For the implementation we recommend Java or C as programming language and Oracle, Postgres, or MySQL as database system, but you are free to choose any other programming language and relational database system. For the evaluation, the following data sets of different size (200K, 400K, 600K, 800K, 1000K of tuples) are available here ("nn" indicates the size of the data set, e.g., 02 = 200000 tuples):
- data-seq-nn: Sequential tuples, i.e., the timestamps of the tuples are disjoint.
- data-equal-nn: All tuples have the same timestamp.
- data-random-nn: Start time and duration of the tuples are uniformly distributed.
- data-worst-nn: All start and end points are different, and there is a time interval (in the middle) where all tuples hold.
Milestones
- WE, 06.03.13: Presentation of the project and the research papers.

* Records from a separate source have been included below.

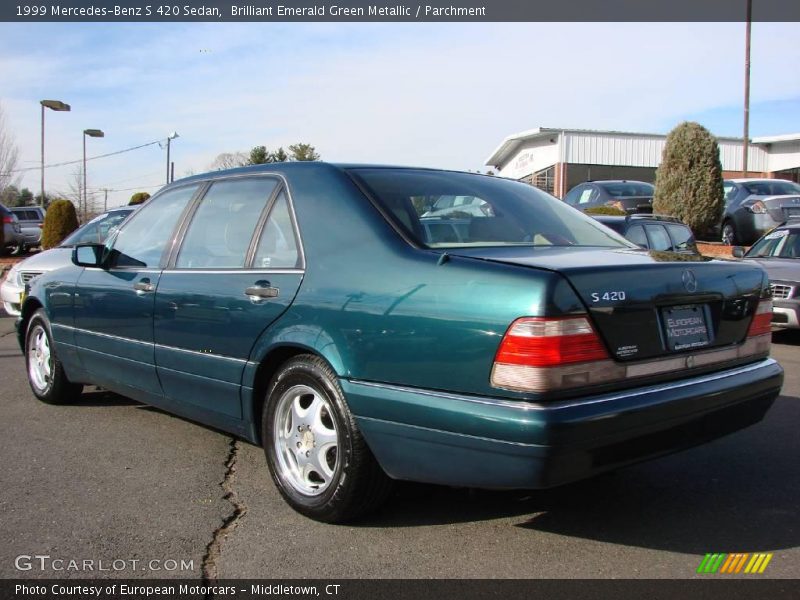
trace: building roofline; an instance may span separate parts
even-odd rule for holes
[[[639,131],[618,131],[613,129],[569,129],[569,128],[556,128],[556,127],[537,127],[536,129],[528,129],[519,133],[512,133],[507,136],[494,152],[486,159],[487,166],[499,167],[508,156],[516,150],[516,148],[523,142],[534,140],[537,138],[545,137],[548,135],[560,133],[589,133],[589,134],[602,134],[602,135],[625,135],[632,137],[649,137],[649,138],[666,138],[666,133],[653,133],[653,132],[639,132]],[[731,136],[715,136],[717,140],[726,142],[743,142],[744,139],[740,137]],[[791,133],[786,135],[768,136],[768,137],[755,137],[752,139],[753,144],[772,144],[778,142],[791,142],[800,141],[800,133]]]
[[[780,142],[799,142],[800,133],[785,133],[783,135],[765,135],[754,137],[754,144],[776,144]]]

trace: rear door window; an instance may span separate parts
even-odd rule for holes
[[[651,250],[672,250],[672,240],[663,225],[645,225]]]
[[[694,236],[692,230],[686,225],[668,224],[667,231],[672,238],[673,248],[676,251],[693,250]]]
[[[277,185],[264,177],[214,182],[192,217],[175,266],[244,267],[259,217]]]
[[[289,212],[289,200],[281,191],[261,232],[253,268],[294,269],[300,266],[297,236]]]
[[[647,241],[647,236],[644,233],[644,228],[641,225],[634,225],[625,234],[631,242],[642,248],[649,248],[650,244]]]

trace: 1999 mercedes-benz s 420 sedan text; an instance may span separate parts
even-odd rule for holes
[[[194,176],[73,263],[22,305],[34,394],[95,384],[262,444],[324,521],[393,479],[542,488],[695,445],[783,381],[760,267],[639,249],[497,177]]]

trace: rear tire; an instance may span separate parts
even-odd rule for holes
[[[376,509],[392,481],[356,426],[333,370],[303,354],[270,382],[261,419],[270,474],[297,512],[340,523]]]
[[[728,246],[736,246],[739,243],[739,236],[733,221],[725,221],[722,224],[722,243]]]
[[[83,385],[72,383],[56,355],[50,321],[44,309],[33,313],[25,334],[25,367],[33,394],[47,404],[69,404],[83,391]]]

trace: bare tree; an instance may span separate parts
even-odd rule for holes
[[[217,154],[209,169],[222,171],[224,169],[233,169],[234,167],[243,167],[247,164],[249,164],[248,156],[244,152],[223,152],[222,154]]]
[[[0,190],[16,185],[20,176],[14,173],[17,168],[19,150],[14,135],[6,124],[6,115],[0,104]]]
[[[83,167],[81,165],[76,166],[69,176],[67,189],[56,192],[56,197],[72,202],[78,213],[78,220],[83,218],[86,207],[83,205]]]

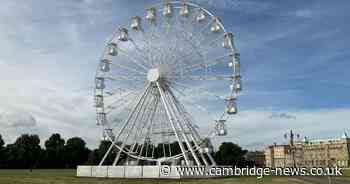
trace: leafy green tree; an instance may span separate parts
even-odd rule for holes
[[[60,134],[52,134],[51,137],[45,141],[45,166],[49,168],[64,167],[64,139]]]
[[[80,137],[73,137],[67,140],[64,146],[66,167],[76,168],[77,165],[86,163],[90,150],[85,146],[85,141]]]
[[[215,159],[220,165],[236,165],[242,166],[244,163],[244,155],[247,150],[243,150],[237,144],[232,142],[223,142],[219,150],[215,153]]]
[[[90,152],[88,160],[86,162],[86,164],[88,165],[97,165],[99,164],[99,154],[98,154],[98,149],[94,149]]]
[[[16,168],[29,168],[32,170],[38,166],[41,153],[40,139],[38,135],[23,134],[13,145],[9,145],[8,156]]]
[[[20,163],[17,156],[18,151],[14,144],[7,144],[3,154],[5,159],[3,160],[2,168],[6,168],[6,169],[23,168],[23,167],[20,167]]]

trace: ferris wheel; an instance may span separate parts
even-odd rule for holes
[[[111,142],[100,165],[111,155],[112,165],[215,165],[210,137],[226,135],[241,89],[233,34],[207,9],[165,1],[132,17],[96,72],[97,124]]]

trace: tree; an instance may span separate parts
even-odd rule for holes
[[[64,139],[60,134],[52,134],[45,141],[45,165],[49,168],[62,168],[64,166]]]
[[[67,140],[64,146],[64,159],[66,167],[76,168],[88,160],[90,150],[85,147],[86,143],[80,137],[73,137]]]
[[[39,163],[41,147],[38,135],[23,134],[16,142],[8,145],[7,156],[13,161],[15,168],[29,168],[32,170]]]
[[[100,157],[99,157],[98,149],[94,149],[90,152],[86,164],[97,165],[99,164],[99,161],[100,161]]]
[[[244,155],[247,150],[243,150],[237,144],[232,142],[223,142],[219,151],[215,153],[215,158],[220,165],[236,165],[238,167],[242,166],[244,163]]]
[[[100,142],[100,145],[98,146],[98,149],[94,149],[90,152],[89,158],[87,161],[87,164],[89,165],[97,165],[102,160],[105,153],[108,151],[109,147],[111,145],[110,141],[103,140]],[[116,148],[113,148],[111,152],[106,157],[103,164],[105,165],[111,165],[114,161],[116,155]]]
[[[20,167],[20,163],[18,160],[18,151],[17,148],[14,144],[7,144],[7,146],[5,147],[4,151],[3,151],[3,155],[4,155],[4,160],[2,163],[2,168],[6,168],[6,169],[16,169],[16,168],[23,168]]]
[[[5,142],[2,139],[2,136],[0,135],[0,169],[4,168],[5,161],[6,161],[4,145],[5,145]]]
[[[121,145],[121,143],[117,143],[118,145]],[[98,159],[102,160],[103,156],[107,153],[108,148],[111,146],[110,141],[103,140],[100,142],[100,145],[98,146]],[[106,160],[104,161],[103,164],[112,164],[114,161],[114,158],[116,156],[116,151],[117,149],[114,147],[112,151],[108,154]]]
[[[2,136],[1,136],[1,134],[0,134],[0,151],[1,151],[2,149],[4,149],[4,146],[5,146],[5,142],[4,142],[4,140],[2,139]]]

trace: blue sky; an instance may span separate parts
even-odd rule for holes
[[[59,132],[94,147],[92,86],[114,29],[155,0],[2,0],[0,134]],[[244,92],[229,124],[235,141],[262,148],[293,128],[311,138],[349,130],[348,1],[195,0],[236,35]],[[277,114],[277,115],[276,115]],[[295,118],[286,118],[288,114]]]

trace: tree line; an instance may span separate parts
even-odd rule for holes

- WE, 13.03.13: Read the research papers and choose one for the implementation.
- WE, 27.03.13: Study the research paper in detail.
- WE, 17.04.13: Develop a first running prototype.
- WE, 08.05.13: Finalize the implementation.
- WE, 15.05.13: Run experiments.
- WE, 22.05.13: Write project report.
- WE, 29.05.13: Short praesentation of projects.
Exam
- The exam is oral and consists of two parts:
- discussion about the project and the evaluation of the project report (50% of the total grade);
- questions from the TSDB course (50% of the total grade).
- Both parts must be positive to pass the exam.
- Each student will be examined individually for approx. 20-30 minutes.
- This is an open book exam, i.e. the student is allowed to use the lecture notes and additional readings in the exam.